Zero Injuries Is Not A Good Safety Target

May 18, 2015
The evolution of safety from lagging to leading indicators has only been marginally successful in preventing incidents.

Most organizations measure safety performance by numbers because that’s what businesses are used to and senior managers are comfortable with. The numbers are clear and precise and achievements are measurable. You have either been successful or not.

Take for instance the target of "Zero Injuries" (or "Goal Zero" in the organization I have most recently worked for).

I have never been able to provide the plan that says that if I do A and B, I will be able to get zero injuries. This is very unlike the plan that says, if I close off bag acceptance 20 minutes before departure and dispatch the last barrow from the bag room at 17 minutes before departure and get the baggage belt removed from the aircraft at 5 minutes before departure, then we will get an on-time departure.

EVOLUTION OF SAFETY

The evolution of safety from lagging to leading indicators has only been marginally successful in preventing incidents. Having been part of this evolution, I have been frustrated that neither has led to serious safety improvements and, as a result, everyone has spent considerably more time focusing on behaviors and organizational safety cultures as a means of achieving significant safety improvements.

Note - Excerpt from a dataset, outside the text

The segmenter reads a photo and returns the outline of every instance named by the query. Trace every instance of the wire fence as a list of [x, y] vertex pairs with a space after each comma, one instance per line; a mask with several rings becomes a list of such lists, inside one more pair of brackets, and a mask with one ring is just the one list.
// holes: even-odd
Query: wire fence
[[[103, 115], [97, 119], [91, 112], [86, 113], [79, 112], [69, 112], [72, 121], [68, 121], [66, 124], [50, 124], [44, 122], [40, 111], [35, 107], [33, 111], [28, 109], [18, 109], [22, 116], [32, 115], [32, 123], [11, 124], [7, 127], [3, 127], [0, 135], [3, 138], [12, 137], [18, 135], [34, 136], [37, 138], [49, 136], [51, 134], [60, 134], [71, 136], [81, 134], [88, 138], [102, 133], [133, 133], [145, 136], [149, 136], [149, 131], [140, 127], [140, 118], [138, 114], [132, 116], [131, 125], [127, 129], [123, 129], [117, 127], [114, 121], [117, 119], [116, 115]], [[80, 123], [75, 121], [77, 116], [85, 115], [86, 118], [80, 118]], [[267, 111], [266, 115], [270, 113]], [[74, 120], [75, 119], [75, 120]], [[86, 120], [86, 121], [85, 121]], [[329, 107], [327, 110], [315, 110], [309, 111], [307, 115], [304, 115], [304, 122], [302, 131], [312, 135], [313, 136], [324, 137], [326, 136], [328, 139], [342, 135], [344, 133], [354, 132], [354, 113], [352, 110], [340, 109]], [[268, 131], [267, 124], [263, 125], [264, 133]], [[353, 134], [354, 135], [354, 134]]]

  • Lagging indicators tell us the safety performance we have had.

I think by the time we report these, we all know we have suffered incidents, and anyone injured certainly knew our safety effort had failed. Traditionally with this approach, we review the incident rates, set new and aspirational targets and, generally, review why we were unsuccessful.

If we were successful, it is often through luck than anything else.

  • Leading indicators are an attempt to rectify this by monitoring the causes of prior incidents in an attempt to monitor the safety environment so we can correct deficiencies before we have incidents.

Traditionally with this approach, we establish that near-misses are good predictors of hazardous conditions so we set targets for near-miss reports, analyse these for trends to see whether there is something we can do to eliminate the precondition of incidents.

The issue with this is that is you need to be more like a "day trader" in the stock market. For stocks, the day trader is receiving and analyzing stock data to try to pick the stock to buy or sell before the rest of the crowd. To use the analogy for safety, you would need to be receiving high quality near-miss information and analyzing it before an incident occurs. This is both dependent on quality information that we rarely have and being able to see the hazards and eliminate them quickly.

TRANSFORMATIONAL INDICATORS

Then I saw an article written by Shaun Galloway on Transformational Indicators.

These do not measure the lagging or leading indicators but, rather, look at the concept of contribution of value. For safety, these include emotions, knowledge levels, competence, behaviors, cultures and effective story-telling.

Consider these all for an airport environment:

Lagging indicators would be the number of injuries we have from catering activities, ramp activities, fueling activities or any other categorization we choose to make.

The leading indicators would include the measurement of what we believe may be the pre-cursor causes of these incidents including air-side driving infringements as an indicator of the potential to have a vehicle collision, reported soreness as a precursor to a manual handling injury, drug tests in the hope that we will prevent drug-affected employees hurting themselves or others.

Meanwhile, the transformational indicators focus on the knowledge of people and their self-management. For instance, attendance at training events is a leading indicator, but ensuring that ramp staff actually understand the hazard, potential consequence and why the procedure is as it is will be far more powerful in establishing the safety culture needed to prevent incidents and deliver the zero injury result that boards and senior management groups like to see.

There are some fundamental things that supervisors and leading hands need to do to get seriously good safety results:

  • Spend time educating staff in the hazards they are likely to encounter and discuss these on a regular basis through toolbox or pre-start meetings.
  • Listen to the workers to understand why they do not follow procedures and rules to be able to either change the procedures so to meet the needs of the task if safe to do so or enforce the current procedures and explain why.
  • Challenge your managers and safety people by asking what each safety initiative will deliver and how because if they can’t link them, they won’t work.
  • Finally, spend time on the ramp observing what is happening, pull people up when they are not performing properly and recognize those who do.

Oh, and managers, use transformational safety indicators and recognize the supervisors who achieve the safety culture needed to get the zero injuries result you crave, but understand that this is an outcome of transformational indicators, not the target!